La parola “santo” esprime la natura speciale di Dio. Solo Lui è il Santo. L’uomo diventa santo nella misura in cui comincia a stare con Dio. Essere con Dio significa mettere da parte ciò che è solo “Io” e diventare una cosa sola con tutta la vita di Dio. Tuttavia, questa liberazione di sé può essere molto dolorosa, e non si compie mai una volta per tutte. Tuttavia, il termine “santificare” può essere inteso anche in modo molto concreto per indicare l’ordinazione sacerdotale, nel senso che implica che il Dio vivente rivendica radicalmente un uomo per far sì che lo serva.
(di Benedetto XVI)
NESSUN SACERDOTE DI SECONDA CLASSE
Il celibato sacerdotale ben compreso, se a volte è una prova, è una liberazione.

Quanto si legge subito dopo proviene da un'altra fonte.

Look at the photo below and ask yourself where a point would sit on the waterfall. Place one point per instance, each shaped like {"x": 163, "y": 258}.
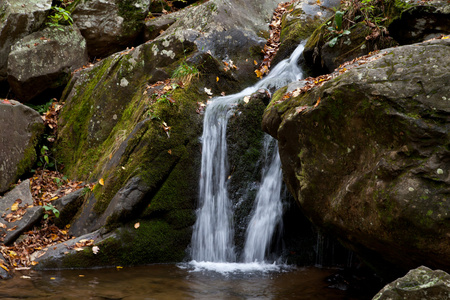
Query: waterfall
{"x": 268, "y": 208}
{"x": 212, "y": 238}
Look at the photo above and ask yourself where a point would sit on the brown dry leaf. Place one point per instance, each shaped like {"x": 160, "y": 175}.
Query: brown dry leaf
{"x": 15, "y": 206}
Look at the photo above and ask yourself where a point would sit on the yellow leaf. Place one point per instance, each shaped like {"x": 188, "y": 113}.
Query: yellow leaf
{"x": 5, "y": 268}
{"x": 15, "y": 206}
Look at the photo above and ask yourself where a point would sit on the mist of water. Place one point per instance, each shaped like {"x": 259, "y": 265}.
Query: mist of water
{"x": 212, "y": 238}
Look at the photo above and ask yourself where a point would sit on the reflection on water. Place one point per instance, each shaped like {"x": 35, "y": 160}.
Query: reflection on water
{"x": 170, "y": 282}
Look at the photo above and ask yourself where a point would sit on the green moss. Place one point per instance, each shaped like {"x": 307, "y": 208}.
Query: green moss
{"x": 132, "y": 15}
{"x": 154, "y": 241}
{"x": 29, "y": 156}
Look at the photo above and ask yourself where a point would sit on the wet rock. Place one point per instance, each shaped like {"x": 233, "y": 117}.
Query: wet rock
{"x": 369, "y": 162}
{"x": 18, "y": 19}
{"x": 68, "y": 206}
{"x": 231, "y": 32}
{"x": 297, "y": 25}
{"x": 154, "y": 27}
{"x": 19, "y": 134}
{"x": 420, "y": 283}
{"x": 3, "y": 273}
{"x": 16, "y": 222}
{"x": 44, "y": 60}
{"x": 420, "y": 23}
{"x": 110, "y": 26}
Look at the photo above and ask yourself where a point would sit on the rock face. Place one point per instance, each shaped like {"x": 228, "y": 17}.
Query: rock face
{"x": 44, "y": 60}
{"x": 18, "y": 19}
{"x": 367, "y": 155}
{"x": 110, "y": 26}
{"x": 420, "y": 283}
{"x": 15, "y": 220}
{"x": 19, "y": 134}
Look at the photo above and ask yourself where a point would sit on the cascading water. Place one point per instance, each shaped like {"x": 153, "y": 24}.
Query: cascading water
{"x": 268, "y": 208}
{"x": 212, "y": 238}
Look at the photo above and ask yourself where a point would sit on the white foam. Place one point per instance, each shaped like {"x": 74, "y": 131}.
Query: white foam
{"x": 227, "y": 267}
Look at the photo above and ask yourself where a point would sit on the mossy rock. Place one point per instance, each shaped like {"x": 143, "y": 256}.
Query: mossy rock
{"x": 363, "y": 163}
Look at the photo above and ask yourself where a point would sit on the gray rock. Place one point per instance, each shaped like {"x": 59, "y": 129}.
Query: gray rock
{"x": 53, "y": 257}
{"x": 20, "y": 131}
{"x": 228, "y": 30}
{"x": 110, "y": 26}
{"x": 3, "y": 273}
{"x": 44, "y": 60}
{"x": 420, "y": 283}
{"x": 19, "y": 18}
{"x": 29, "y": 218}
{"x": 420, "y": 23}
{"x": 154, "y": 26}
{"x": 68, "y": 206}
{"x": 370, "y": 163}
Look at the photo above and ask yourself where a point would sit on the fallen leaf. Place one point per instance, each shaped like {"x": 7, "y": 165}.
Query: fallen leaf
{"x": 15, "y": 206}
{"x": 208, "y": 91}
{"x": 4, "y": 267}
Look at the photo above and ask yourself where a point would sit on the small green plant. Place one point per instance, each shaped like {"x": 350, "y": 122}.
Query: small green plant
{"x": 42, "y": 108}
{"x": 337, "y": 30}
{"x": 59, "y": 17}
{"x": 50, "y": 209}
{"x": 185, "y": 72}
{"x": 60, "y": 181}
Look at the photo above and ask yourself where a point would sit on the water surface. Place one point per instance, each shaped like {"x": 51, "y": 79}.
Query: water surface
{"x": 171, "y": 282}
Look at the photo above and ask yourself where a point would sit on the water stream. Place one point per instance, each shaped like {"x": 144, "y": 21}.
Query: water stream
{"x": 212, "y": 239}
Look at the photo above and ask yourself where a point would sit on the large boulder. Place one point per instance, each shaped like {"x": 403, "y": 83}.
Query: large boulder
{"x": 299, "y": 22}
{"x": 45, "y": 60}
{"x": 232, "y": 32}
{"x": 19, "y": 134}
{"x": 420, "y": 283}
{"x": 108, "y": 25}
{"x": 403, "y": 22}
{"x": 366, "y": 155}
{"x": 19, "y": 18}
{"x": 17, "y": 213}
{"x": 142, "y": 151}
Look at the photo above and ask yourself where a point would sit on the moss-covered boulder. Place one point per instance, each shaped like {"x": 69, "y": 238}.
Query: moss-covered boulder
{"x": 366, "y": 156}
{"x": 232, "y": 32}
{"x": 20, "y": 133}
{"x": 299, "y": 22}
{"x": 420, "y": 283}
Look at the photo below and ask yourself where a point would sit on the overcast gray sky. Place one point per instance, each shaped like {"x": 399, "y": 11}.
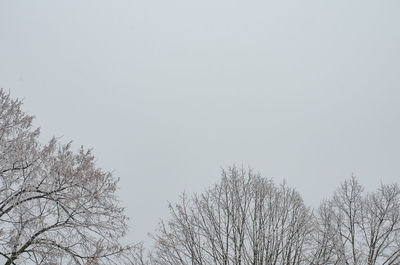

Permette al sacerdote di affermarsi coerentemente nella sua identità di sposodella Chiesa. Il progetto di privare le comunità e i sacerdoti di questa gioia non è un’opera di misericordia. Non posso in coscienza, come figlio dell’Africa, sostenere l’idea che i popoli in cammino verso l’evangelizzazione debbano essere privati di questo incontro con un sacerdozio vissuto in pienezza. I popoli dell’Amazzonia hanno diritto a una piena esperienza di Cristo Sposo. Non si possono offrire loro sacerdoti di “seconda classe”. Al contrario, più giovane è una Chiesa, più ha bisogno di incontrare la radicalità del Vangelo.
(di card. Robert Sarah)
È UNA BUGIA PARLARE DI ECCEZIONI
L’ordinazione di uomini sposati, anche se in precedenza erano diaconi permanenti, non è un’eccezione, ma una violazione, una ferita nella coerenza del sacerdozio. Parlare di eccezioni è un abuso di linguaggio o una menzogna (…). Inoltre, l’ordinazione di uomini sposati in giovani comunità cristiane vieterebbe la promozione delle vocazioni sacerdotali di sacerdoti non sposati. L’eccezione diventerebbe uno stato permanente che pregiudicherebbe la corretta comprensione del sacerdozio.
(di card. Sarah)
LA CHIESA NON È UN’ORGANIZZAZIONE UMANA…
Viviamo nella tristezza e nella sofferenza in questi tempi difficili e travagliati. Era nostro sacro dovere ricordare la verità del sacerdozio cattolico. Perché attraverso di esso tutta la bellezza della Chiesa è messa in discussione. La Chiesa non è solo un’organizzazione umana. È un mistero. È la Sposa mistica di Cristo. Questo è ciò che il nostro celibato sacerdotale ricorda costantemente al mondo. È urgente, necessario, che tutti, vescovi, sacerdoti e laici, non si lascino più impressionare da cattive suppliche, spettacoli teatrali, diaboliche menzogne, errori di moda che cercano di svalutare il celibato sacerdotale. È urgente, necessario, che tutti, vescovi, sacerdoti e laici, riscoprano uno sguardo di fede sulla Chiesa e sul celibato sacerdotale che ne protegge il mistero. Questa sarà la migliore difesa contro lo spirito di divisione, contro lo spirito politico, ma anche contro lo spirito di indifferenza e di relativismo.